リニア、原発、安全は… 地震めぐり講演 川崎

 多くの活断層を横切るリニア中央新幹線や原子力発電所の安全性をテーマにした講演会が9月29日夜、麻生市民館(神奈川県川崎市麻生区)で開かれた。リニアの沿線住民ら190人が訪れ、過去の災害事例から課題を考えた。

 リニア新幹線を考える東京・神奈川連絡会と脱原発かわさき市民の共催で、地震学に詳しい武蔵野学院大学の島村英紀特任教授が講演。国内で起きる地震の仕組みから解説した。その上で、1930年、活断層を掘り抜いた東海道線の丹那トンネルの工事中に直下型地震が発生し、トンネルが2・7メートル近く左右に食い違った事例や、4月の熊本地震で回送中の九州新幹線が脱線した事例などを紹介した。

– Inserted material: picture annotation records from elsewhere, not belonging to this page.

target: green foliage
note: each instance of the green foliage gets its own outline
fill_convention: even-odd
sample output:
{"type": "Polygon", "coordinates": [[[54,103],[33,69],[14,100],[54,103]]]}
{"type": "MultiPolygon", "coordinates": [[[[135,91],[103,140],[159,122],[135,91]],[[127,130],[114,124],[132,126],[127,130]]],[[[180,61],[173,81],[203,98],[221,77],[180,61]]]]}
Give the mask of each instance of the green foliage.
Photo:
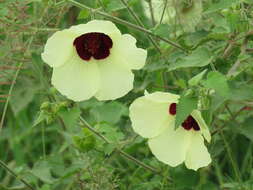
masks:
{"type": "Polygon", "coordinates": [[[168,71],[185,67],[203,67],[212,61],[211,52],[206,47],[199,47],[190,55],[181,55],[168,66],[168,71]]]}
{"type": "Polygon", "coordinates": [[[0,160],[17,175],[1,167],[0,189],[27,190],[23,179],[36,190],[252,190],[252,0],[168,0],[161,23],[165,1],[152,0],[153,20],[148,0],[128,0],[145,30],[128,24],[138,22],[120,0],[78,0],[93,11],[70,2],[0,1],[0,160]],[[55,31],[108,19],[98,11],[126,21],[114,23],[147,49],[147,63],[126,96],[75,103],[52,87],[41,52],[55,31]],[[145,90],[182,94],[176,127],[201,111],[212,134],[208,167],[169,167],[133,132],[128,107],[145,90]]]}
{"type": "Polygon", "coordinates": [[[226,77],[217,71],[209,72],[203,84],[206,88],[214,89],[220,96],[228,97],[230,95],[226,77]]]}

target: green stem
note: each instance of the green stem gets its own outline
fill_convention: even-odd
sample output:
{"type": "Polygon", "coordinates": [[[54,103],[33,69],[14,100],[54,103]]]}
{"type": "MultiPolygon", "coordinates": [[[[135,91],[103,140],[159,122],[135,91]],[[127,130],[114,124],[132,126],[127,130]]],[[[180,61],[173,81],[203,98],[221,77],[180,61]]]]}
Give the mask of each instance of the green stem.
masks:
{"type": "Polygon", "coordinates": [[[119,23],[119,24],[124,24],[124,25],[127,25],[127,26],[129,26],[129,27],[135,29],[135,30],[138,30],[138,31],[141,31],[141,32],[145,32],[146,34],[149,34],[149,35],[151,35],[151,36],[153,36],[153,37],[155,37],[155,38],[157,38],[157,39],[159,39],[159,40],[162,40],[162,41],[164,41],[164,42],[166,42],[166,43],[168,43],[168,44],[170,44],[170,45],[172,45],[172,46],[174,46],[174,47],[176,47],[176,48],[178,48],[178,49],[181,49],[182,51],[188,53],[188,50],[186,50],[186,49],[183,48],[182,46],[178,45],[177,43],[172,42],[172,41],[170,41],[170,40],[168,40],[168,39],[166,39],[166,38],[163,38],[163,37],[161,37],[161,36],[159,36],[159,35],[153,34],[150,30],[147,30],[147,29],[145,29],[145,28],[143,28],[143,27],[141,27],[141,26],[138,26],[138,25],[132,24],[132,23],[130,23],[130,22],[127,22],[127,21],[125,21],[125,20],[123,20],[123,19],[114,17],[114,16],[109,15],[109,14],[107,14],[107,13],[105,13],[105,12],[102,12],[102,11],[99,11],[99,10],[95,10],[95,9],[93,9],[93,8],[91,8],[91,7],[88,7],[88,6],[83,5],[83,4],[79,3],[79,2],[76,2],[75,0],[67,0],[67,1],[68,1],[69,3],[71,3],[71,4],[73,4],[74,6],[81,8],[81,9],[88,9],[88,10],[91,10],[91,11],[93,11],[94,13],[99,14],[99,15],[101,15],[101,16],[104,16],[104,17],[106,17],[106,18],[108,18],[108,19],[110,19],[110,20],[112,20],[112,21],[115,21],[115,22],[117,22],[117,23],[119,23]]]}
{"type": "MultiPolygon", "coordinates": [[[[80,116],[80,121],[81,123],[87,128],[89,129],[92,133],[94,133],[96,136],[98,136],[99,138],[101,138],[103,141],[105,141],[106,143],[108,144],[111,144],[111,142],[105,137],[103,136],[102,134],[100,134],[98,131],[96,131],[83,117],[80,116]]],[[[124,152],[123,150],[121,150],[120,148],[115,148],[115,150],[123,157],[127,158],[128,160],[136,163],[137,165],[139,166],[142,166],[143,168],[153,172],[153,173],[156,173],[156,174],[159,174],[159,175],[162,175],[160,171],[158,171],[156,168],[153,168],[152,166],[149,166],[143,162],[141,162],[140,160],[137,160],[136,158],[134,158],[133,156],[129,155],[128,153],[124,152]]],[[[163,176],[163,175],[162,175],[163,176]]],[[[170,180],[170,179],[169,179],[170,180]]]]}
{"type": "Polygon", "coordinates": [[[160,24],[162,24],[162,21],[163,21],[163,17],[164,17],[165,11],[166,11],[167,4],[168,4],[168,0],[165,0],[165,4],[164,4],[164,7],[163,7],[162,16],[161,16],[160,22],[159,22],[160,24]]]}
{"type": "Polygon", "coordinates": [[[31,186],[27,181],[20,178],[14,171],[12,171],[2,160],[0,160],[0,166],[4,168],[6,171],[8,171],[12,176],[14,176],[17,180],[22,182],[25,186],[27,186],[31,190],[35,190],[33,186],[31,186]]]}
{"type": "Polygon", "coordinates": [[[15,73],[15,76],[14,76],[14,78],[13,78],[13,80],[12,80],[12,83],[11,83],[11,87],[10,87],[9,92],[8,92],[9,96],[7,97],[6,103],[5,103],[5,105],[4,105],[4,110],[3,110],[3,114],[2,114],[1,122],[0,122],[0,133],[1,133],[2,128],[3,128],[3,125],[4,125],[4,119],[5,119],[5,115],[6,115],[7,108],[8,108],[8,105],[9,105],[9,101],[10,101],[10,98],[11,98],[11,94],[12,94],[14,85],[15,85],[15,83],[16,83],[16,80],[17,80],[17,78],[18,78],[18,74],[19,74],[19,72],[20,72],[20,70],[21,70],[21,68],[22,68],[22,66],[23,66],[23,63],[24,63],[24,62],[21,62],[21,63],[18,64],[18,66],[17,66],[17,71],[16,71],[16,73],[15,73]]]}
{"type": "Polygon", "coordinates": [[[236,165],[236,163],[235,163],[235,161],[233,159],[231,149],[230,149],[229,144],[228,144],[228,142],[227,142],[227,140],[225,138],[225,135],[223,134],[223,131],[220,131],[220,134],[221,134],[221,137],[223,139],[225,148],[227,149],[228,158],[229,158],[229,160],[231,162],[231,165],[232,165],[232,168],[234,170],[235,176],[236,176],[238,182],[241,182],[242,180],[241,180],[241,177],[240,177],[239,169],[238,169],[238,167],[237,167],[237,165],[236,165]]]}
{"type": "Polygon", "coordinates": [[[155,16],[154,16],[152,0],[148,1],[148,6],[149,6],[149,11],[150,11],[150,15],[151,15],[152,24],[153,24],[153,26],[155,26],[155,16]]]}
{"type": "MultiPolygon", "coordinates": [[[[121,0],[121,2],[126,6],[128,12],[134,17],[136,22],[138,23],[139,26],[145,27],[142,21],[139,19],[139,17],[135,14],[135,12],[128,6],[127,2],[125,0],[121,0]]],[[[161,50],[158,46],[158,44],[155,42],[155,40],[148,35],[148,39],[151,41],[151,43],[154,45],[154,47],[158,50],[158,52],[161,54],[161,50]]]]}

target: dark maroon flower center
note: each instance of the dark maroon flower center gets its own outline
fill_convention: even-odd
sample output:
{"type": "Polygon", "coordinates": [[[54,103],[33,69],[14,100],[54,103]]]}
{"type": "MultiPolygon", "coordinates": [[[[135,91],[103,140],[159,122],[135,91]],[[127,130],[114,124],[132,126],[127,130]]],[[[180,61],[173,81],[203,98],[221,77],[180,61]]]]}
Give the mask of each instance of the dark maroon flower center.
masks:
{"type": "Polygon", "coordinates": [[[112,39],[108,35],[99,32],[78,36],[73,44],[79,57],[85,61],[89,61],[91,57],[105,59],[109,56],[113,45],[112,39]]]}
{"type": "MultiPolygon", "coordinates": [[[[176,103],[170,104],[169,113],[171,115],[176,115],[176,113],[177,113],[177,104],[176,103]]],[[[182,127],[186,130],[191,130],[191,129],[194,129],[195,131],[200,130],[200,127],[199,127],[197,121],[191,115],[189,115],[186,118],[186,120],[184,120],[184,122],[182,123],[182,127]]]]}

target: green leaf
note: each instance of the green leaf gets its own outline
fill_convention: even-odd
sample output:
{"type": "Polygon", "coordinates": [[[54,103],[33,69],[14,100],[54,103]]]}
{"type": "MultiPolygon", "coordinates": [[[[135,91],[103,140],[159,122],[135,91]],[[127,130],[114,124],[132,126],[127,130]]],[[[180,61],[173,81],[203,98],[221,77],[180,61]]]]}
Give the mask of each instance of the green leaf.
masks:
{"type": "Polygon", "coordinates": [[[47,161],[38,161],[33,166],[32,174],[38,177],[41,181],[45,183],[52,184],[54,182],[54,178],[51,175],[51,168],[47,161]]]}
{"type": "Polygon", "coordinates": [[[196,76],[192,77],[188,83],[190,86],[196,86],[199,84],[199,82],[201,81],[201,79],[203,78],[203,76],[205,75],[207,69],[205,69],[204,71],[202,71],[201,73],[197,74],[196,76]]]}
{"type": "Polygon", "coordinates": [[[103,149],[105,155],[110,155],[116,147],[117,147],[116,144],[112,144],[112,143],[106,144],[106,145],[104,146],[104,149],[103,149]]]}
{"type": "Polygon", "coordinates": [[[222,97],[229,97],[229,86],[227,78],[217,71],[211,71],[207,75],[207,79],[203,82],[206,88],[212,88],[222,97]]]}
{"type": "Polygon", "coordinates": [[[177,104],[177,114],[175,121],[175,129],[177,129],[183,121],[197,108],[198,98],[189,96],[181,96],[177,104]]]}
{"type": "Polygon", "coordinates": [[[32,102],[35,93],[41,88],[39,84],[35,84],[32,80],[22,78],[17,80],[10,99],[10,105],[15,115],[26,108],[32,102]]]}
{"type": "Polygon", "coordinates": [[[118,11],[124,8],[125,8],[125,5],[123,5],[119,1],[110,1],[106,7],[106,9],[110,12],[118,11]]]}
{"type": "Polygon", "coordinates": [[[123,115],[128,114],[125,105],[119,102],[110,102],[96,106],[90,110],[95,120],[99,122],[117,123],[123,115]]]}
{"type": "Polygon", "coordinates": [[[171,61],[168,70],[172,71],[185,67],[204,67],[213,59],[211,52],[206,47],[199,47],[192,54],[180,57],[176,62],[171,61]]]}
{"type": "Polygon", "coordinates": [[[152,31],[158,36],[168,37],[170,34],[169,28],[170,26],[168,24],[159,24],[152,31]]]}
{"type": "Polygon", "coordinates": [[[59,111],[59,115],[61,116],[66,127],[70,131],[72,131],[74,129],[74,126],[77,125],[80,114],[81,114],[81,111],[78,107],[74,107],[71,109],[64,108],[59,111]]]}
{"type": "Polygon", "coordinates": [[[101,132],[110,142],[117,143],[124,138],[124,134],[118,130],[118,127],[100,123],[95,128],[101,132]]]}
{"type": "Polygon", "coordinates": [[[86,9],[83,9],[80,11],[77,19],[86,19],[90,16],[90,11],[86,10],[86,9]]]}
{"type": "Polygon", "coordinates": [[[239,132],[253,142],[253,118],[246,119],[239,132]]]}
{"type": "Polygon", "coordinates": [[[96,145],[96,138],[87,128],[82,129],[81,135],[73,136],[75,146],[82,152],[92,150],[96,145]]]}

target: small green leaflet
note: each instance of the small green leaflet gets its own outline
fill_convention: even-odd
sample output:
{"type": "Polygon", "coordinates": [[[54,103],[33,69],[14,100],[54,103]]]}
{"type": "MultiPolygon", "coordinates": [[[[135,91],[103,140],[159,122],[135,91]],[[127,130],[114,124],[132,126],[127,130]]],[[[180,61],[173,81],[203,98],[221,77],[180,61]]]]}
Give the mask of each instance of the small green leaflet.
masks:
{"type": "Polygon", "coordinates": [[[90,11],[86,10],[86,9],[83,9],[80,11],[77,19],[86,19],[90,16],[90,11]]]}
{"type": "Polygon", "coordinates": [[[190,86],[196,86],[199,84],[199,82],[201,81],[201,79],[203,78],[203,76],[205,75],[207,69],[205,69],[204,71],[202,71],[201,73],[197,74],[196,76],[192,77],[189,81],[188,84],[190,86]]]}
{"type": "Polygon", "coordinates": [[[212,4],[204,14],[213,13],[222,9],[226,9],[232,6],[233,3],[238,3],[239,0],[220,0],[218,3],[212,4]]]}
{"type": "Polygon", "coordinates": [[[171,62],[168,66],[168,71],[185,67],[204,67],[208,65],[212,59],[213,56],[206,47],[199,47],[194,50],[192,54],[179,58],[176,62],[171,62]]]}
{"type": "Polygon", "coordinates": [[[217,71],[211,71],[207,75],[207,79],[203,82],[206,88],[212,88],[217,94],[222,97],[229,96],[229,86],[227,83],[227,78],[223,74],[217,71]]]}
{"type": "Polygon", "coordinates": [[[175,121],[175,129],[177,129],[183,121],[191,114],[194,109],[197,109],[198,98],[189,96],[181,96],[177,104],[177,114],[175,121]]]}

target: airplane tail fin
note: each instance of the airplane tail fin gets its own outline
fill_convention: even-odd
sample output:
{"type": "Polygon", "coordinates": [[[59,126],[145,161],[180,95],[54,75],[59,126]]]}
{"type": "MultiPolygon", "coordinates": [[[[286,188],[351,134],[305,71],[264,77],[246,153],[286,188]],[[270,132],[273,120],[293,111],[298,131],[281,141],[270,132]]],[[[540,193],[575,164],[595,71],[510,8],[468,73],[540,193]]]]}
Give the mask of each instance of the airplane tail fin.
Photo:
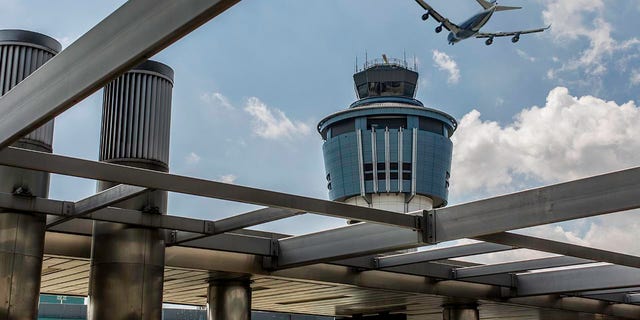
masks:
{"type": "MultiPolygon", "coordinates": [[[[482,8],[489,9],[496,5],[496,1],[487,1],[487,0],[476,0],[482,6],[482,8]]],[[[516,10],[522,9],[522,7],[508,7],[508,6],[497,6],[496,11],[507,11],[507,10],[516,10]]]]}
{"type": "Polygon", "coordinates": [[[493,7],[494,2],[489,2],[487,0],[476,0],[478,3],[486,10],[493,7]]]}

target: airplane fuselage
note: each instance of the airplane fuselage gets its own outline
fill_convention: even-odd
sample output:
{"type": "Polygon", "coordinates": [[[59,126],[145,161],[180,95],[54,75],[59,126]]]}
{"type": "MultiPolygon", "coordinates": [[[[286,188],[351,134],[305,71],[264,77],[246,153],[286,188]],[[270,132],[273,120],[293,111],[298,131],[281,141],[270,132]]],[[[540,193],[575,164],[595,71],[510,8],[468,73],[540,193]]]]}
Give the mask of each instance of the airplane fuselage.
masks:
{"type": "Polygon", "coordinates": [[[458,43],[464,39],[471,38],[475,36],[482,27],[484,27],[493,13],[496,11],[496,6],[493,6],[485,11],[477,13],[473,17],[467,19],[465,22],[460,24],[460,30],[458,32],[450,32],[447,37],[450,44],[458,43]]]}

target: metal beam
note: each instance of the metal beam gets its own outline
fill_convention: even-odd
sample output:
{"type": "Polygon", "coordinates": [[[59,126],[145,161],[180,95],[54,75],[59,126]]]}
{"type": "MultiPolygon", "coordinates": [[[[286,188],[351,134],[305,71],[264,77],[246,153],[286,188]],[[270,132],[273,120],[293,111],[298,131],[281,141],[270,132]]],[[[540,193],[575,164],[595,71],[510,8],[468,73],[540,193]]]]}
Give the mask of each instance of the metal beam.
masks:
{"type": "Polygon", "coordinates": [[[237,2],[128,1],[0,99],[0,149],[237,2]]]}
{"type": "Polygon", "coordinates": [[[424,244],[422,232],[359,223],[279,240],[275,268],[314,264],[373,253],[414,248],[424,244]]]}
{"type": "Polygon", "coordinates": [[[118,202],[133,198],[143,193],[145,190],[147,190],[147,188],[129,186],[124,184],[114,186],[95,195],[75,202],[73,204],[73,215],[47,219],[47,229],[67,222],[71,219],[79,218],[96,210],[106,208],[112,204],[116,204],[118,202]]]}
{"type": "Polygon", "coordinates": [[[304,211],[297,211],[291,209],[280,208],[263,208],[255,211],[247,212],[244,214],[232,216],[225,219],[214,221],[212,224],[212,230],[210,234],[189,234],[189,233],[176,233],[175,239],[167,245],[175,246],[184,242],[193,241],[209,237],[215,234],[221,234],[228,231],[234,231],[251,227],[271,221],[285,219],[293,217],[295,215],[304,214],[304,211]]]}
{"type": "Polygon", "coordinates": [[[593,263],[592,260],[574,257],[552,257],[526,261],[489,264],[477,267],[458,268],[454,270],[455,279],[488,276],[501,273],[513,273],[527,270],[547,269],[572,266],[576,264],[593,263]]]}
{"type": "Polygon", "coordinates": [[[640,292],[640,287],[585,291],[585,292],[580,292],[579,294],[576,294],[576,296],[578,296],[578,297],[588,297],[588,296],[597,296],[597,295],[603,295],[603,294],[630,293],[630,292],[640,292]]]}
{"type": "Polygon", "coordinates": [[[432,211],[434,242],[498,233],[640,207],[640,168],[432,211]]]}
{"type": "Polygon", "coordinates": [[[624,299],[624,302],[631,303],[631,304],[638,304],[640,303],[640,294],[638,293],[628,294],[627,297],[624,299]]]}
{"type": "Polygon", "coordinates": [[[583,258],[593,261],[608,262],[622,266],[640,268],[640,257],[637,256],[525,236],[511,232],[501,232],[498,234],[476,237],[475,239],[499,243],[503,245],[516,246],[520,248],[556,253],[565,256],[583,258]]]}
{"type": "Polygon", "coordinates": [[[422,225],[419,221],[420,216],[13,147],[0,150],[0,164],[150,189],[313,212],[406,229],[417,229],[422,225]]]}
{"type": "Polygon", "coordinates": [[[624,266],[597,266],[516,276],[518,296],[640,286],[640,270],[624,266]]]}
{"type": "Polygon", "coordinates": [[[375,258],[378,268],[389,268],[402,266],[413,263],[421,263],[428,261],[445,260],[464,256],[473,256],[476,254],[491,253],[517,249],[517,247],[506,246],[495,243],[480,242],[461,246],[454,246],[441,249],[433,249],[427,251],[411,252],[398,254],[393,256],[385,256],[375,258]]]}

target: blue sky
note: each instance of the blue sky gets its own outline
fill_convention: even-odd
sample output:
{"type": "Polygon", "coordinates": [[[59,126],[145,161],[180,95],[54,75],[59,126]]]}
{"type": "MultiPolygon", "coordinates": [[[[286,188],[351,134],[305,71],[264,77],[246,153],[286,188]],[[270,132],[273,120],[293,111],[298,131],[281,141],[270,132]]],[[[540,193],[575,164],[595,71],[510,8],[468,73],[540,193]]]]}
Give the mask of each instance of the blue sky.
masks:
{"type": "MultiPolygon", "coordinates": [[[[451,204],[640,164],[638,2],[501,3],[525,8],[497,13],[484,30],[553,26],[515,45],[504,38],[449,46],[412,0],[241,1],[154,57],[175,70],[171,171],[326,199],[315,125],[355,100],[352,74],[365,52],[415,57],[417,98],[461,123],[451,204]]],[[[0,28],[42,32],[67,46],[121,4],[0,0],[0,28]]],[[[454,22],[480,9],[472,0],[430,4],[454,22]]],[[[56,119],[56,153],[97,159],[100,103],[98,92],[56,119]]],[[[92,181],[56,176],[51,197],[94,190],[92,181]]],[[[218,219],[253,207],[172,195],[169,208],[218,219]]],[[[607,237],[635,234],[635,215],[528,232],[609,248],[607,237]]],[[[300,234],[342,224],[305,216],[261,228],[300,234]]],[[[640,243],[620,238],[630,240],[640,243]]],[[[639,245],[622,250],[640,254],[639,245]]]]}

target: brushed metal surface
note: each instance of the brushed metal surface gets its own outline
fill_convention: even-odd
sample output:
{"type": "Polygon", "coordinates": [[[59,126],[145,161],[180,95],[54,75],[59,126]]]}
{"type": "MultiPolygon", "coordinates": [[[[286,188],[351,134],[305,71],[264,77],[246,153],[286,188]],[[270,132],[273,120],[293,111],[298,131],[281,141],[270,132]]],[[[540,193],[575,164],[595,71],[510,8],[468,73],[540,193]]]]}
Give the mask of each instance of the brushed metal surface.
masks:
{"type": "MultiPolygon", "coordinates": [[[[147,61],[104,89],[100,160],[168,171],[173,70],[147,61]]],[[[116,186],[98,182],[98,191],[116,186]]],[[[149,190],[114,207],[166,214],[166,191],[149,190]]],[[[89,319],[162,319],[164,231],[93,225],[89,319]]]]}
{"type": "Polygon", "coordinates": [[[251,319],[249,279],[215,280],[207,290],[207,320],[251,319]]]}
{"type": "MultiPolygon", "coordinates": [[[[45,35],[0,30],[0,96],[36,71],[60,50],[45,35]]],[[[53,120],[13,146],[51,152],[53,120]]],[[[49,173],[0,166],[0,192],[48,197],[49,173]]],[[[18,197],[18,196],[16,196],[18,197]]],[[[0,211],[0,319],[36,319],[44,253],[42,214],[0,211]]]]}

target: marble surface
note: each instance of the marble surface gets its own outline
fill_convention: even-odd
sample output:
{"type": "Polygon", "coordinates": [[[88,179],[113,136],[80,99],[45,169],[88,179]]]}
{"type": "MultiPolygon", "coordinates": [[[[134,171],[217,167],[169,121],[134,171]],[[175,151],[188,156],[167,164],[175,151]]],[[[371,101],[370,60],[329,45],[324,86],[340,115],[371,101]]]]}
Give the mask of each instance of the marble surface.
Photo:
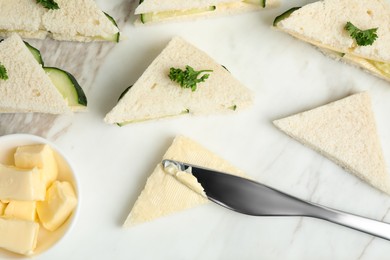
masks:
{"type": "Polygon", "coordinates": [[[53,141],[77,170],[81,207],[73,231],[34,259],[388,259],[390,242],[325,221],[250,217],[214,204],[134,228],[121,227],[145,181],[176,135],[185,135],[254,179],[302,199],[390,222],[390,197],[290,139],[272,120],[369,91],[390,165],[390,84],[331,60],[276,31],[279,8],[183,23],[133,25],[135,1],[99,0],[124,38],[113,43],[31,41],[47,65],[73,73],[89,111],[66,116],[0,115],[0,135],[31,133],[53,141]],[[229,68],[255,93],[233,115],[178,117],[125,127],[103,123],[119,94],[173,36],[229,68]]]}

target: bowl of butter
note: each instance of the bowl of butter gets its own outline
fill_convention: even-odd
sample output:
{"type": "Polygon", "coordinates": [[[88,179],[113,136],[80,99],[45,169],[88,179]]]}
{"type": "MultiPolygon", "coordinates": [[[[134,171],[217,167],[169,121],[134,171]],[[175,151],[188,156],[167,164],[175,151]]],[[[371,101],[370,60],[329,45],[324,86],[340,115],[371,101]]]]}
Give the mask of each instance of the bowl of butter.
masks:
{"type": "Polygon", "coordinates": [[[0,259],[53,247],[75,223],[75,172],[52,142],[30,134],[0,136],[0,259]]]}

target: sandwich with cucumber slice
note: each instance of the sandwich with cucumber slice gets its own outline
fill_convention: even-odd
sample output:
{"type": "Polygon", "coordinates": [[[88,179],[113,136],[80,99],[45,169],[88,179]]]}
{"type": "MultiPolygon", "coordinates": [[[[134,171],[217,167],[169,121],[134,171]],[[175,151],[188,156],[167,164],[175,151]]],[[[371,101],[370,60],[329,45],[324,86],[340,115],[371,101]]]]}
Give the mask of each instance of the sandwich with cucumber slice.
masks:
{"type": "Polygon", "coordinates": [[[0,36],[63,41],[119,41],[115,20],[93,0],[1,0],[0,36]]]}
{"type": "Polygon", "coordinates": [[[390,3],[323,0],[276,17],[278,29],[390,81],[390,3]]]}
{"type": "Polygon", "coordinates": [[[237,113],[252,102],[252,92],[224,66],[174,37],[104,120],[122,126],[180,115],[237,113]]]}
{"type": "Polygon", "coordinates": [[[0,96],[0,113],[62,114],[87,106],[77,80],[45,67],[39,50],[17,34],[0,42],[0,96]]]}
{"type": "Polygon", "coordinates": [[[139,15],[137,22],[145,24],[256,11],[278,3],[279,0],[141,0],[135,14],[139,15]]]}

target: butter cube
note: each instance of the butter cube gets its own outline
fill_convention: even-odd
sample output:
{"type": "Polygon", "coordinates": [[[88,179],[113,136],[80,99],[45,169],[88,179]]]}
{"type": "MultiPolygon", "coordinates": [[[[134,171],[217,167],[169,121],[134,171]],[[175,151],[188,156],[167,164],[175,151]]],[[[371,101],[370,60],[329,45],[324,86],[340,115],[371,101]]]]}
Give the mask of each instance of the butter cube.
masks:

 島村特任教授は「活断層は見えているだけで2千、分かっていないものも含めると6千あるのではといわれる。地震はどこでも起こりうる上、予知が難しい」と強調し、「事故が起きれば影響が長引くような原発などは造るべきではない」と見解を述べた。リニアはルートの86%が地下や山岳トンネルだが、会場からの「地下は地震に強いという話は本当か」という質問には、「地下の方が揺れは少ないが、半分程度。阪神大震災では地下鉄の駅も壊れた。大地震が来れば、いくら地下でも安全ではない」と説明した。